Brimstone and sweeps

Today I have no migraine! I think I’m stabilizing.

I went out to shop for a few groceries, a stroll of eight blocks each way, and I came across a young man in a rusted wheelchair, holding a floppy sleeping bag and a heavy-laden backpack in his lap, trying ineffectively to move his chair up an incline. Feet swollen and unshod. As I gave him a push for a few blocks, he kept up a steady monologue. 

“Satan is taking souls, man, people are dying, they think it’s a virus but it’s brimstone. It’s in the water. You can smell it and taste it. Brimstone is why nobody gives a shit about other people. Everybody been drinking brimstone in the water all their lives. I been sitting at the bottom of that hill all day, and nobody offered me nothing. ‘Can I help you?’ Is that so hard to say? Nobody till you, Ma’am, so if I can do anything for you, just ask. My name’s Phil. I don’t think I can save you from the brimstone though. It blocks up the drains, it’s in the water, it’s got a smell I always recognize….” I left Phil at a corner store with a little money for some coffee and M&Ms. 

Then I passed an old man in a torn jacket using a walker and talking to people I couldn’t see, and a young man sitting in a doorway speaking a made-up language, gesticulating wildly. By the time I got to the grocery store and met this man, who calls himself AJ, I was in tears, furious that a country that bombs people with drones and fighter planes makes no provision for people with mental illness. The main story in the Street Roots I bought from AJ is about the increase in “Sweeps,” barbaric removals of unhoused people. They’re forced to “move along,” although they have nowhere to go. There’s a story about sweeps on the Street Roots website written by an unhoused woman named Bronwyn Carver. She explains, 

“Packing up your belongings (and there can be many the longer you are in one spot) becomes an undertaking of pure will. Aside from packing your life’s treasures, you need to find a new campsite. This is an arduous task in and of itself. Finding a place not seen from a street or freeway, or obstructing an entrance, being close to a school, etc. The list of places one is not allowed to be is much longer than the list of places one is allowed to be.”

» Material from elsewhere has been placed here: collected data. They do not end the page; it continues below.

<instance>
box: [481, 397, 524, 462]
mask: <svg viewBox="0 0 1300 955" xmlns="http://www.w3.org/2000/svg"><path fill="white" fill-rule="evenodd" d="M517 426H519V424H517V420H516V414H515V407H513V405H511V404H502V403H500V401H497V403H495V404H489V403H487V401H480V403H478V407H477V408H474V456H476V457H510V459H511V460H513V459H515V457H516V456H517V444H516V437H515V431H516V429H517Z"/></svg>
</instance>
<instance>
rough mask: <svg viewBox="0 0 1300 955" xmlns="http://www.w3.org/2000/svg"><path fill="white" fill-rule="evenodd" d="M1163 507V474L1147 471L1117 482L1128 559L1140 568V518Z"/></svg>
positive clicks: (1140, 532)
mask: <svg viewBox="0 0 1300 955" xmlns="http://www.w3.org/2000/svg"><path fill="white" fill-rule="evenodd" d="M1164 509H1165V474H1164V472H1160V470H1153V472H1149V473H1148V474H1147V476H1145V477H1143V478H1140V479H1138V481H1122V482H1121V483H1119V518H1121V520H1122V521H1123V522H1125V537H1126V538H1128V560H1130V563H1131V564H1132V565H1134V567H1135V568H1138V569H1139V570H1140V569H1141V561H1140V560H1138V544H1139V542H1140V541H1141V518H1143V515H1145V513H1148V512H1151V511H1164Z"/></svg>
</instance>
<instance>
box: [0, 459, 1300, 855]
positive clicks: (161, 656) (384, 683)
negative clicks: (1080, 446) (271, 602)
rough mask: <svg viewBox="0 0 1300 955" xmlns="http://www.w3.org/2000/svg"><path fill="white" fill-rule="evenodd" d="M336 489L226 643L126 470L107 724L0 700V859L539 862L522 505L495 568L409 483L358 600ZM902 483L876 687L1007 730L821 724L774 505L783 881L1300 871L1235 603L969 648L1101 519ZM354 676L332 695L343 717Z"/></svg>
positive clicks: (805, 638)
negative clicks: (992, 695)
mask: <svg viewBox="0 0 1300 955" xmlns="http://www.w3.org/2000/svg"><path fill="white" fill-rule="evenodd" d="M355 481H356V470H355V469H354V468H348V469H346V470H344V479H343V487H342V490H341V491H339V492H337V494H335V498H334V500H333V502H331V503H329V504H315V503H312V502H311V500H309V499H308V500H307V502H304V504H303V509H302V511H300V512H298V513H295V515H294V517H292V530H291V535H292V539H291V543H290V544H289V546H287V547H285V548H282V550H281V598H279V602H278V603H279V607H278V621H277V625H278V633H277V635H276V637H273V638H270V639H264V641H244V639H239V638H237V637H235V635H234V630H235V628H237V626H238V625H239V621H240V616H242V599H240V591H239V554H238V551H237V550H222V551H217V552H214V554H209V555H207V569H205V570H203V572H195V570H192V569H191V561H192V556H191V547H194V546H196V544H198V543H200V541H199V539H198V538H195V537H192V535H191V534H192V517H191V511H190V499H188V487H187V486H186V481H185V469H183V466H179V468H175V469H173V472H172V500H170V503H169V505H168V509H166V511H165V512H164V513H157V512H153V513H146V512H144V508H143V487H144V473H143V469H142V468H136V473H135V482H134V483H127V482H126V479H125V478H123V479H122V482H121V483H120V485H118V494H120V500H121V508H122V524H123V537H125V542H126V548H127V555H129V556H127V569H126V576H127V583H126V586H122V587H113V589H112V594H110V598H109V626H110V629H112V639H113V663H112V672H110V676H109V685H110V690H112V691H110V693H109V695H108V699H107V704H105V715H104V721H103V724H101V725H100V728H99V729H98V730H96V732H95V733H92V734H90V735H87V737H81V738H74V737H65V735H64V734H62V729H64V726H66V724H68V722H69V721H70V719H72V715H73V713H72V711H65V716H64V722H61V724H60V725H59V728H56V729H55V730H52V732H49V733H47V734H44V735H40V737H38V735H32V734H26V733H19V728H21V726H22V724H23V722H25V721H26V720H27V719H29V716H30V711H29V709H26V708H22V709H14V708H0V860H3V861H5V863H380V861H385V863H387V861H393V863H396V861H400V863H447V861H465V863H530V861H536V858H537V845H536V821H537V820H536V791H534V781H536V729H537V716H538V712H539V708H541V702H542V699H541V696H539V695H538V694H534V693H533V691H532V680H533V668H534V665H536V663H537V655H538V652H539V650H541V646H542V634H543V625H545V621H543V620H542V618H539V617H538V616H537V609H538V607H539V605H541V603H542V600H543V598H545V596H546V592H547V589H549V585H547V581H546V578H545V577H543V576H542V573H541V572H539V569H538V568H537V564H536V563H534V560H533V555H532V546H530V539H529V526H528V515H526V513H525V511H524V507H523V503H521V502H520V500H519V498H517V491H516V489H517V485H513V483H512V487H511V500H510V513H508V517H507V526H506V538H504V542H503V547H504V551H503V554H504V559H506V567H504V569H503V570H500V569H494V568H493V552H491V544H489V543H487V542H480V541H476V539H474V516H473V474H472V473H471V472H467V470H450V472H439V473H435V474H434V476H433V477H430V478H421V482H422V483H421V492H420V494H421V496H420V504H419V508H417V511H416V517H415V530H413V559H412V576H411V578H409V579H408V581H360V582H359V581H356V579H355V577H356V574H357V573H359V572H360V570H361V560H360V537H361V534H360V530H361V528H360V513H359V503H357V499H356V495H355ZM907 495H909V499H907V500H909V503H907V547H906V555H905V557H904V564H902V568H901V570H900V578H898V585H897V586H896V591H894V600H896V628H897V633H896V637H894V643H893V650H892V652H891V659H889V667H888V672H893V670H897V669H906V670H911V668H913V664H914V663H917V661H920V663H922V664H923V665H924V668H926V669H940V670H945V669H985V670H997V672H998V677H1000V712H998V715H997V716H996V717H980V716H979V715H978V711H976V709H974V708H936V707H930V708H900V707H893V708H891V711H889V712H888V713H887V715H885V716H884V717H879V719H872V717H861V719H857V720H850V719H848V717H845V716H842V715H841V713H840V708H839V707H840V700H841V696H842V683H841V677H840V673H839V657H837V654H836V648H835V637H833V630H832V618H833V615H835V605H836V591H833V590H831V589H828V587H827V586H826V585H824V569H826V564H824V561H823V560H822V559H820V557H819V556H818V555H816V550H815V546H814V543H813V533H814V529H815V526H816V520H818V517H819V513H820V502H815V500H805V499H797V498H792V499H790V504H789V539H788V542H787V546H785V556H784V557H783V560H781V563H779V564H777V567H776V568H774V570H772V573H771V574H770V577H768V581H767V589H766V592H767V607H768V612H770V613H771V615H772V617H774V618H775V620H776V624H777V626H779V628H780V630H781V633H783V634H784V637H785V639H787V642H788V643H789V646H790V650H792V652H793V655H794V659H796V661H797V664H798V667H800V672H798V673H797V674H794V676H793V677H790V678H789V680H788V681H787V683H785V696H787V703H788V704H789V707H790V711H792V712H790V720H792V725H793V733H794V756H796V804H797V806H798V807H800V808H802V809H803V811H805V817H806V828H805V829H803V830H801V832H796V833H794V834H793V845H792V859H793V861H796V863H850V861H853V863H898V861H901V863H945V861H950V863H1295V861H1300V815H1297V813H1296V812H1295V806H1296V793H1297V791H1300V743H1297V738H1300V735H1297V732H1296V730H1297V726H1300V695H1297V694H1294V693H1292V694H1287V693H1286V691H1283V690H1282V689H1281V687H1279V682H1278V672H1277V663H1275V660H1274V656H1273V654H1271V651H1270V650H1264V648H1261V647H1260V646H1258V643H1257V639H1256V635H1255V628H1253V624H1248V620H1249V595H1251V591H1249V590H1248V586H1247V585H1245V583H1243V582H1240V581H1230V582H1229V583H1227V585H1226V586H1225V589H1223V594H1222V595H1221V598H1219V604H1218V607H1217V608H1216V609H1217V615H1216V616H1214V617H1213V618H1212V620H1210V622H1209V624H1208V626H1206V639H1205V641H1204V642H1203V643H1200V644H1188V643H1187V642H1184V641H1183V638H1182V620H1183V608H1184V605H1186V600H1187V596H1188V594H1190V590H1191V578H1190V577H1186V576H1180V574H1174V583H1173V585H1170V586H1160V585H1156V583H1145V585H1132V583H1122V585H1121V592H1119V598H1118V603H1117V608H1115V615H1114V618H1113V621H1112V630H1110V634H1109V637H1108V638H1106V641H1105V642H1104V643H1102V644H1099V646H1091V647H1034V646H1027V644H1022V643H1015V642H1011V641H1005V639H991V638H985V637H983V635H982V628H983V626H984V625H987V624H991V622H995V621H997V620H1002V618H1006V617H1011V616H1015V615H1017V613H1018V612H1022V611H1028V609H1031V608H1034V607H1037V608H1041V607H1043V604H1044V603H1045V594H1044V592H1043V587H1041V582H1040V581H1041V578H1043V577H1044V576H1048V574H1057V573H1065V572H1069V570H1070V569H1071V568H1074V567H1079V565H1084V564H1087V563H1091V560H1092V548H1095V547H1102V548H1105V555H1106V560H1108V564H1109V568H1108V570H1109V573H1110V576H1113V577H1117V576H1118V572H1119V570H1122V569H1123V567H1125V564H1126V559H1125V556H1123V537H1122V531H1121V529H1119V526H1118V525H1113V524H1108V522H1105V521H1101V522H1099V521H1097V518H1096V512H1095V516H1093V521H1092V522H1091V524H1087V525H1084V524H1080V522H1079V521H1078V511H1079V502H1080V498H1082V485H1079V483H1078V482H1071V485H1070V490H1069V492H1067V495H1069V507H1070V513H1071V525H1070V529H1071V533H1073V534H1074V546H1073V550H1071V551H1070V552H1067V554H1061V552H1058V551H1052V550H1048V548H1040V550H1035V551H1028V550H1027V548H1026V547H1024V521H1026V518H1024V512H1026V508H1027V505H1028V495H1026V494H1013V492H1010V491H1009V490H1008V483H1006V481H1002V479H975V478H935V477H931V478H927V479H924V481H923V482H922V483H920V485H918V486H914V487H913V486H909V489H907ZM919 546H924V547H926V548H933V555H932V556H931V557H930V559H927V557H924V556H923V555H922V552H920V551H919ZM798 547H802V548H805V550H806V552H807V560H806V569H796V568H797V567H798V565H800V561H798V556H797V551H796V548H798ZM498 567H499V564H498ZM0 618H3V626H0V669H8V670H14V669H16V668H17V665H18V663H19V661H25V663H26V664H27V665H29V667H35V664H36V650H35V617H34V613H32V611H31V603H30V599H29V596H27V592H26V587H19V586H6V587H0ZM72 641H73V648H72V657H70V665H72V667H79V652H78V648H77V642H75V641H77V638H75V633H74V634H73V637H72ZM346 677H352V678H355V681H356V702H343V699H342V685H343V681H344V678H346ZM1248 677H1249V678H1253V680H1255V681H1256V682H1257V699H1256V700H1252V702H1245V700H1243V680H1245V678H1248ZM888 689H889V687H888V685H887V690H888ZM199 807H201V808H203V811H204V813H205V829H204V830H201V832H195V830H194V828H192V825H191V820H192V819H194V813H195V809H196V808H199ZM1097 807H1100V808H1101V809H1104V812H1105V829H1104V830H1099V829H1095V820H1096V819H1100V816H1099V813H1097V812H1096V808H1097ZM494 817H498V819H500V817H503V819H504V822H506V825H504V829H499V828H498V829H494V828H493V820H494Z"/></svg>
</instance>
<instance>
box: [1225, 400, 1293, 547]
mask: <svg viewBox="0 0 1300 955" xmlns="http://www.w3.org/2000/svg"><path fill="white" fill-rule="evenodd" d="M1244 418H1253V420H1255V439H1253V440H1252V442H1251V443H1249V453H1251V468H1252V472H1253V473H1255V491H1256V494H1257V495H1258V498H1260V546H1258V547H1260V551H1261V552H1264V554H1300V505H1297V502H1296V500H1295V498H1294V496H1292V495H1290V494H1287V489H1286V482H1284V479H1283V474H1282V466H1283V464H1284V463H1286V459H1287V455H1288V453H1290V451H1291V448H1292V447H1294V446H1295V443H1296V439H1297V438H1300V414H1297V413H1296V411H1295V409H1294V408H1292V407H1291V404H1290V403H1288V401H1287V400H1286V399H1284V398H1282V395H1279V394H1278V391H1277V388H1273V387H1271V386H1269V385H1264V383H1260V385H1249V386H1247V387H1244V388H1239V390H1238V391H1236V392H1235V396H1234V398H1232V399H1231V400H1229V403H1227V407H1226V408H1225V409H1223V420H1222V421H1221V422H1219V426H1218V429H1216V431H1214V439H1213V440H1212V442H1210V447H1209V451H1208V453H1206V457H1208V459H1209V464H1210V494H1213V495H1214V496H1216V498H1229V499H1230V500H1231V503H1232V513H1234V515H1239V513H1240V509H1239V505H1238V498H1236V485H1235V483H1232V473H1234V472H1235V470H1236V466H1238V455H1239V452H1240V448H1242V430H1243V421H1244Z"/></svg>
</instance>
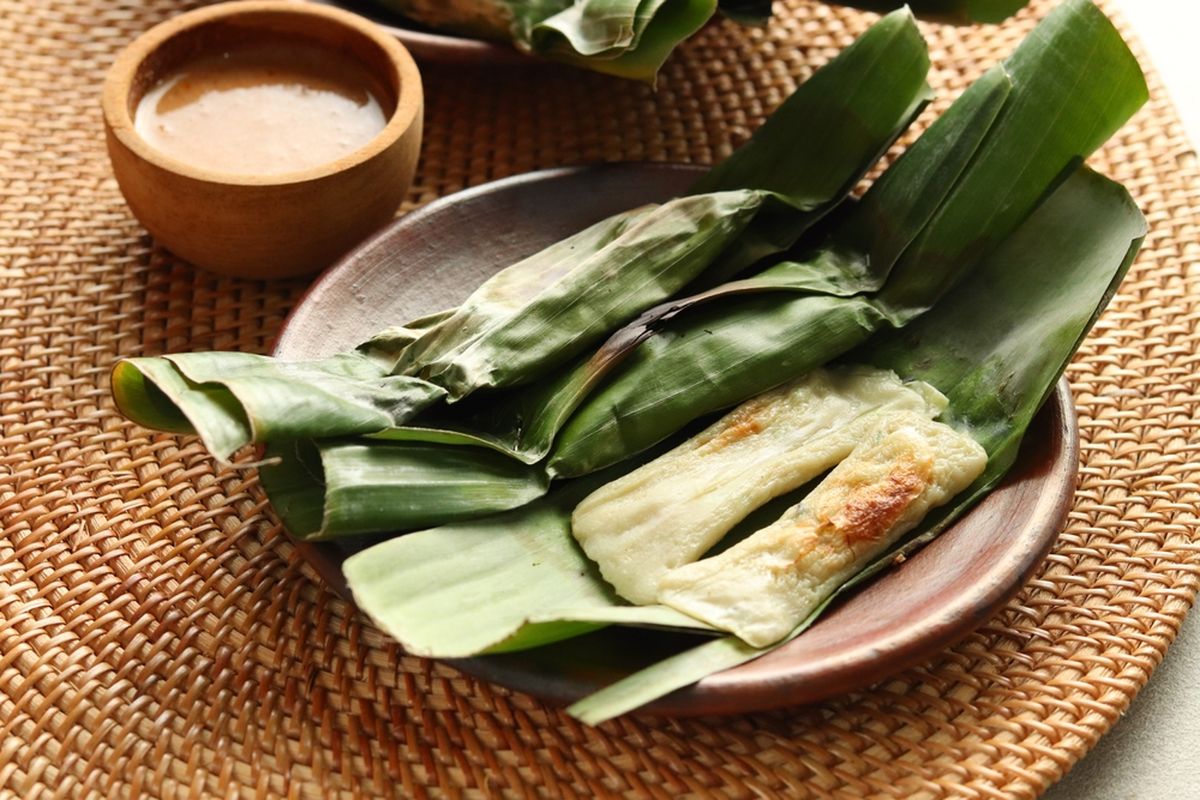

On my way home, grocery bag slung over my shoulder, I passed Phil again and he waved and offered me some of his M&Ms. I said Thanks, but I can’t eat chocolate. Gives me migraines. I’m glad you have it, though. Have a good afternoon. 

“I will,” he said, “because you done something for me, even though you old. Nothing either one of us can do about the brimstone.”

Now a monsoon rain has been pounding for nearly an hour, and I think about Phil in his rusty wheelchair, his sleeping bag swelling with rainwater. I hope he found a sheltering awning.